There can be a point in a certain film where it stops being a film and starts a living, breathing creature. Some call this meta. Some may think it doesn’t even deserve a name. Whatever meta may be can be the only way to ever truly describe the riveting maybe real or maybe fake documentary, “Exit Through the Gift Shop.”
“Exit Through the Gift Shop” that tells multiple stories and is, believe or not, multiple films rapped within one. The main focus of “Exit Through the Gift Shop” is on Thierry Guetta, an eccentric French-American man who is obsessed with filming everything he sees. Thierry’s annoying filmmaking begins to find a purpose once he gets sucked into the world of street art, meeting such famed street artists as Shepard Fairey.
One day, Thierry is asked to become the personal filmmaker to the most famous, most elusive modern street artist: Banksy. Banksy also directed “Exit Through the Gift Shop.” Discuss.
The interesting thing about describing “Exit Through the Gift Shop” is that it may sound like I’m describing a narrative film rather than a documentary. That’s because “Exit Through the Gift Shop” does a better job than most modern documentaries at taking its parts and constructing a coherent whole.
“Exit Through the Gift Shop” proves that Inception can be a real thing: once an idea is planted in someone’s head, it can never be eradicated. Once the idea that this movie might be a hoax comes to mind, it makes almost too much sense. “Exit Through the Gift Shop” is either the best documentary or the funniest comedy of the year, or both.

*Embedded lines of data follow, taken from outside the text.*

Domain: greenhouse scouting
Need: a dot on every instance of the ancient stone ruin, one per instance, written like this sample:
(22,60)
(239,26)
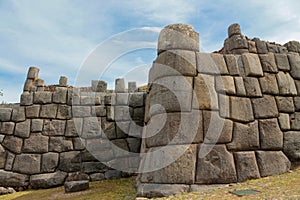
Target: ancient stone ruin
(206,118)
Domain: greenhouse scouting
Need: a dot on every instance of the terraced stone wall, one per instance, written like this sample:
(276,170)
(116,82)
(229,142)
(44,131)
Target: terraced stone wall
(60,133)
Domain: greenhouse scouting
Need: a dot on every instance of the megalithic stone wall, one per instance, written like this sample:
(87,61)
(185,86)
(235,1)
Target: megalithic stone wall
(246,98)
(60,133)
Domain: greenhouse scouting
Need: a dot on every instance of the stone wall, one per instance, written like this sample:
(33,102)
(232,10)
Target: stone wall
(60,133)
(219,118)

However, Guetta seems almost too strange to have ever been invented. At first, he is likably ambitious. After a little twist, he begins something more of a psycho who has absolutely no clue what he’s doing. Nevertheless, it is fascinating to see this man somehow become an extreme success in the world of street art.
Thierry Guetta may be the film’s main star, but “Exit Through the Gift Shop” is always surrounded by the idea of Banksy. After all, this is a Banksy production. Even though he is nothing more than a man in a black hoodie with a muffled voice, he still feels so real and powerful. He also proves here that he is a multi-talented artist, not just mastering the world of street art, but also the world of filmmaking.

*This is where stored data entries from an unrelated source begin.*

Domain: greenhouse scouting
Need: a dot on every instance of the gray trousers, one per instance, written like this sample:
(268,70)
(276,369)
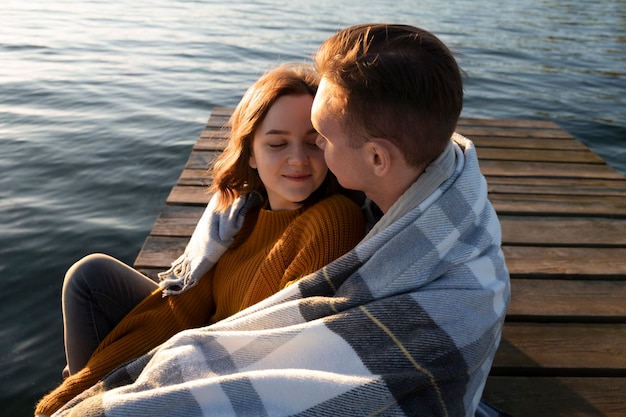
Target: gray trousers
(98,291)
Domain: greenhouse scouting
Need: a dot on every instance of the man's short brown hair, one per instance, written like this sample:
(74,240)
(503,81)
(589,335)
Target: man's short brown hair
(395,82)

Real or not, “Exit Through the Gift Shop” does exactly what it’s meant to do: explore the world of street art. It gives us a look at how street artists function in a way that is so close and exclusive that the viewer begins to become enveloped in the world itself. Notice the film barely uses the term “graffiti.” Instead, all the artists say “street art.” “Exit Through the Gift Shop” will make you more open minded about what art can be.
What “Exit Through the Gift Shop” is really trying to answer (besides who its own director is) is this age old question: what is art? Nearly any object in the world can be taken and turned into art. What Banksy is really asking is this: maybe it isn’t. Could we be living in a world where the idea of artistic expression has been taken too far? That seems possible, especially in a world where people like Thierry Guetta can pick up a camera or a paint brush.
“Exit Through the Gift Shop” becomes meta in that it is a film about the making of the film. It is like a behind the scenes documentary that is way more informative than the average behind the scenes documentary you’d find on Showtime. It is not really about the stars, but about the art that the stars create. What Banksy has created a behind the scenes look not about himself, but about his art. In that art, maybe the real Banksy can be found.
I could be thinking to myself right now that it is a real shame that I didn’t see “Exit Through the Gift Shop” earlier on, for its brilliance deserves a spot on my list of the ten best films of 2010. However, I find it impossible to say that. “Exit Through the Gift Shop” doesn’t even deserve to be on a list of its own. Its unique, reality-bending view on art defies the entire idea of lists.